Over on GayDestinationWeddings.com however, I learned “As a French overseas territory, same-sex marriage became legal in Tahiti in May 2013. For US and Canadian couples to marry in French Polynesia, a marriage application must be completed, copies of passports, birth certificates and single-status forms are required, as well as divorce and death decrees if applicable.”
Another great gay wedding resource is OutTraveler.com where I simply searched the keyword “wedding” and found a plethora of information including a recent story headlined, “Elvis Chapel Among Several in Vegas That Refuse to Perform Gay Weddings.” So, while the wedding capital of the world now offers legally-recognized same-sex weddings (as of October 9, 2014), all is not well on the Western Front.
I want to celebrate my marriage (When it happens!) with my friends and family, so whether it be the ceremony itself or a pre- or post-nuptials party, it will take place close to home. One scenario is to get married at your city or county courthouse (if it’s legal), have a local party for your friends and family, and slip off to your favorite exotic destination for your honeymoon.

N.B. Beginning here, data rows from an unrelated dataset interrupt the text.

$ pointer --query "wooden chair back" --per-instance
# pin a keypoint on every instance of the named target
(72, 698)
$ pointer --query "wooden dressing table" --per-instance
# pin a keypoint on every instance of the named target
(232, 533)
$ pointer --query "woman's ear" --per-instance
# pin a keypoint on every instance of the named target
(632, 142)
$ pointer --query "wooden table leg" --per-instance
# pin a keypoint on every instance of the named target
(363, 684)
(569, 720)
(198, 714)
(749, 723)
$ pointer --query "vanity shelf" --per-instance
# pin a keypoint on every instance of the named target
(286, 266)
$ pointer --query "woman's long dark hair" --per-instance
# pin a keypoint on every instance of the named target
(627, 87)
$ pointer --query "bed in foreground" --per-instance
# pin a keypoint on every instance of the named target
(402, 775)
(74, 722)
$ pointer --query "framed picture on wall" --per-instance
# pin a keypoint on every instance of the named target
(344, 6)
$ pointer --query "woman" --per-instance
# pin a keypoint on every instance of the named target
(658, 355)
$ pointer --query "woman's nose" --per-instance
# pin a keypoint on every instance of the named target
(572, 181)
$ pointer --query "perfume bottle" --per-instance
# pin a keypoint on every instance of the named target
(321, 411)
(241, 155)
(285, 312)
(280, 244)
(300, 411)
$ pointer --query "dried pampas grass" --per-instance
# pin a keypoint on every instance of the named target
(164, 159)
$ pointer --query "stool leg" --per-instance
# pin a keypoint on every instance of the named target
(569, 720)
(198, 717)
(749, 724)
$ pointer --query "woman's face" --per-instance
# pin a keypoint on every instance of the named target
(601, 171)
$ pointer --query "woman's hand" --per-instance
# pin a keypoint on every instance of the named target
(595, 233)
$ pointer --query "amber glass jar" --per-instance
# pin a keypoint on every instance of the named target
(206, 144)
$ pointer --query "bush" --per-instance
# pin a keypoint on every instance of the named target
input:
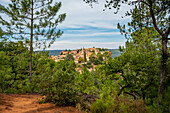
(57, 83)
(118, 105)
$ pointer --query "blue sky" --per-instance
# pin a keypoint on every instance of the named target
(87, 27)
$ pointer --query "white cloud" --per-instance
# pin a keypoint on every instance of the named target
(60, 45)
(92, 34)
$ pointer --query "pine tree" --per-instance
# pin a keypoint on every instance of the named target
(32, 21)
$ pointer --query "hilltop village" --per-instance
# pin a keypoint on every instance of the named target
(89, 57)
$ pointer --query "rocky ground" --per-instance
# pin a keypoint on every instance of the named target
(15, 103)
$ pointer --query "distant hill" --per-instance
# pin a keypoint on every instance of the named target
(115, 52)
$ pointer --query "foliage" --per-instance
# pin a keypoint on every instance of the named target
(29, 21)
(118, 105)
(57, 82)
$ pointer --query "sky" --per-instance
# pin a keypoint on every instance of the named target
(88, 27)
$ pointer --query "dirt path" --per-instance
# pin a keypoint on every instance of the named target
(15, 103)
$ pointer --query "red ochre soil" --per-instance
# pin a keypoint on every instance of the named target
(15, 103)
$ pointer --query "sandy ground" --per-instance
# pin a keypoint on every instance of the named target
(14, 103)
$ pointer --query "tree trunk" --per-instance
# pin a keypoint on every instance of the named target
(31, 48)
(163, 70)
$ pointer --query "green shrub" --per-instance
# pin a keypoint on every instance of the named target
(57, 83)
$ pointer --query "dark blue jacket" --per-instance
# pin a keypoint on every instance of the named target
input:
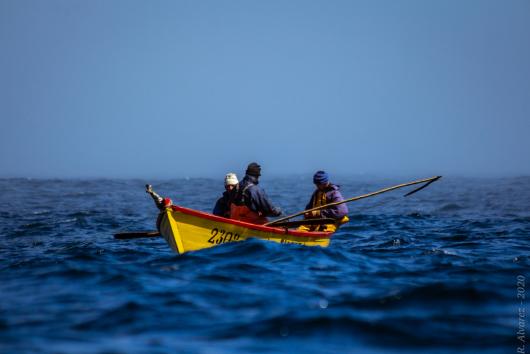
(255, 198)
(332, 195)
(222, 206)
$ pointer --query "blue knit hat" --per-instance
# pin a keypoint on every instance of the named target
(320, 177)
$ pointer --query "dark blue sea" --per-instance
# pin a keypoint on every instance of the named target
(442, 271)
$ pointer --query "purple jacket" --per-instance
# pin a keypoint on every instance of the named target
(332, 195)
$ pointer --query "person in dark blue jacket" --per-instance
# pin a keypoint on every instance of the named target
(325, 193)
(251, 204)
(222, 206)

LGBT folks have been traveling to destinations that legally celebrate their unions since legal recognition began. The current reality is that in the United States, for example, many couples have to travel to states where same-sex marriage is legal, and are still fighting for recognition of those marriages back home.

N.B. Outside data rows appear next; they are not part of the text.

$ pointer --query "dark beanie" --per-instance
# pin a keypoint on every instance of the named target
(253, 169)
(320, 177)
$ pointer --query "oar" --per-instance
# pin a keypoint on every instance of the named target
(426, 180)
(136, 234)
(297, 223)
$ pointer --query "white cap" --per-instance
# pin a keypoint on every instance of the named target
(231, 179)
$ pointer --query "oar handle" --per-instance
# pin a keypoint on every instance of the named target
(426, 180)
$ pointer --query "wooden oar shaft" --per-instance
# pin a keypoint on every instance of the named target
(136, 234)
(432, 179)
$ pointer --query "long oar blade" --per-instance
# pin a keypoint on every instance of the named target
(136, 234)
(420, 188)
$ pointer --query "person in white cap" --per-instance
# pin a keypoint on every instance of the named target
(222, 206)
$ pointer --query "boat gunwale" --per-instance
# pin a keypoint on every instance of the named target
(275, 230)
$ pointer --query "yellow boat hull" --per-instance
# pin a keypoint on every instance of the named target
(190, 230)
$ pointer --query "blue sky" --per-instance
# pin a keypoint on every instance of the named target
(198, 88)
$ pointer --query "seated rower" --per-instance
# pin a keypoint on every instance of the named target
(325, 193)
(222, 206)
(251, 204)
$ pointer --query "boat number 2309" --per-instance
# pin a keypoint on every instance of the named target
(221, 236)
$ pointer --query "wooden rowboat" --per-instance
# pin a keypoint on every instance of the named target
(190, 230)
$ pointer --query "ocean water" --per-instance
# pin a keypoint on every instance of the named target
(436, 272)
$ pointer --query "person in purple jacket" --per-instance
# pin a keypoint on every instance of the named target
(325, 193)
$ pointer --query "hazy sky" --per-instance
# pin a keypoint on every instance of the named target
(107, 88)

Let’s face it. The world is a work in progress, and some places are much further ahead than others. For example, you won’t be going to Moscow for your same-sex wedding, nor to the UAE. And let’s not forget, in some countries people are being executed for simply being perceived to be LGBT (whether they are or not), and we should all be more concerned about their right to live at this point, let alone the freedom to marry.
LGBT wedding rings
Wherever you decide to go to wed your LGBT partner, one thing that will stay with you once the celebrations are done is your wedding ring. Why settle for just any old boring wedding band when you can have something fabulous that shows your pride? Equalli creates beautiful handcrafted LGBT wedding rings made with rainbow sapphires arranged as a pride flag. The Equalli brand was born out of a desire to better serve the LGBT community.
Ultimately you want to look back on your wedding, however simple or extravagant, with cherished thoughts like these:
“Catalina Island has no gay bars,” as Damian explained, “but I will tell you that we walked everywhere holding hands with no problems. We also had people who wanted to take pictures with us.”
And all the people had tears in their eyes.